A / La solution du lévitique, pour que rapidement ce conflit dramatique cesse est un paradoxe intéressant ou la solution d’un conflit que désigné initialement comme non religieux (bien que le terme de guerre sainte semble émerger) trouve sa solution dans un texte religieux. Ce point invite à développer la notion de métarécit applicable au texte fondateurs et faire écho au fait que des textes identiques conduisent à justifier un affrontement alors qu’à la base ou intuitivement on pourrait conclure qu’ils poussent au syncrétisme ou à la synthèse bienveillante.

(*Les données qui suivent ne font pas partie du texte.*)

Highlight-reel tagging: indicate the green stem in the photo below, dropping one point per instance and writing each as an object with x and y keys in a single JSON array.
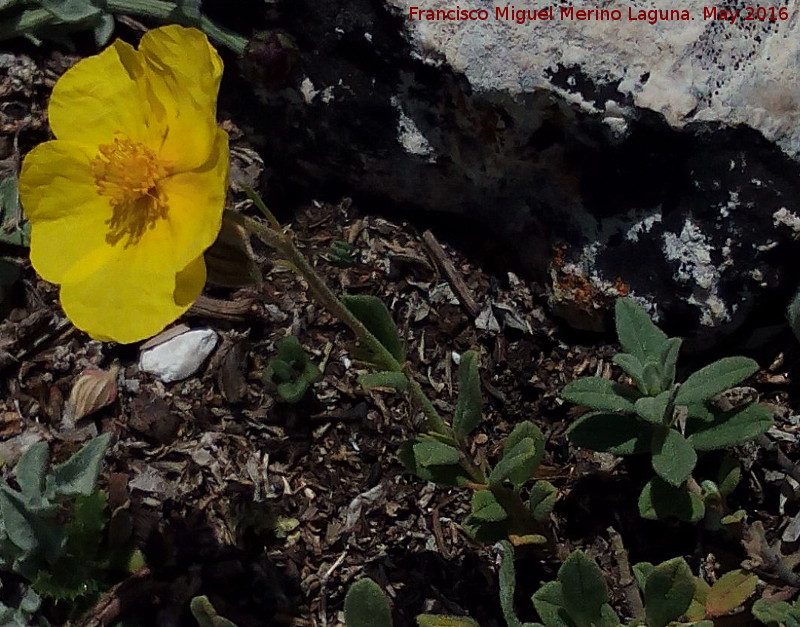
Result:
[
  {"x": 29, "y": 21},
  {"x": 167, "y": 11},
  {"x": 276, "y": 239}
]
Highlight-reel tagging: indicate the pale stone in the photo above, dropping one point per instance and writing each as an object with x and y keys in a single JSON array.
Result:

B/« Lutte contre la délinquance » m’évoque la « lutte contre les transgressions des Lois de la république » qui s’imposent à tous ceux qui sont présent sur son territoire qu’ils soient citoyens, résidents ou visiteurs, mineurs, majeurs, majeurs protégés, de manière régulière ou irrégulière ce que porte notre triptyque national Liberté (de pensée ou d’opinion), égalité (devant les Lois de la république), fraternité (entre tous les citoyens, résidents et visiteurs présent sur le sol national).

Qu’en pensez-vous ?

JPC - Je vous réponds en reprenant la structure que vous avez adopté dans vos observations préalables à votre question.

A / Sur le premier élément, la notion de métarécit, j’ai rappelé, dans ma réponse à Monsieur Legrand-Montigny, la nécessité de retrouver un récit national et un récit européen, indispensables pour l’avenir des pays occidentaux et la cohésion de leurs populations. S’agissant de la crise au Proche-Orient, le fait que tous les peuples se retrouvent autour de valeurs fondatrices identiques me semble utile, même si nous en sommes encore très loin. Une prise de conscience sera sûrement nécessaire. Néanmoins, de tout déséquilibre naît un nouvel équilibre.

B / Sur le deuxième point, la lutte contre le terrorisme et la délinquance, la fermeté s’impose, ni l’un ni l’autre n’étant acceptables. Pour moi, les choses sont claires, l’avenir passe par l’éducation et la réappropriation de nos valeurs civilisationnelles. Je pense qu’un ferment unificateur qui symboliserait la nation dans l’Europe serait essentiel.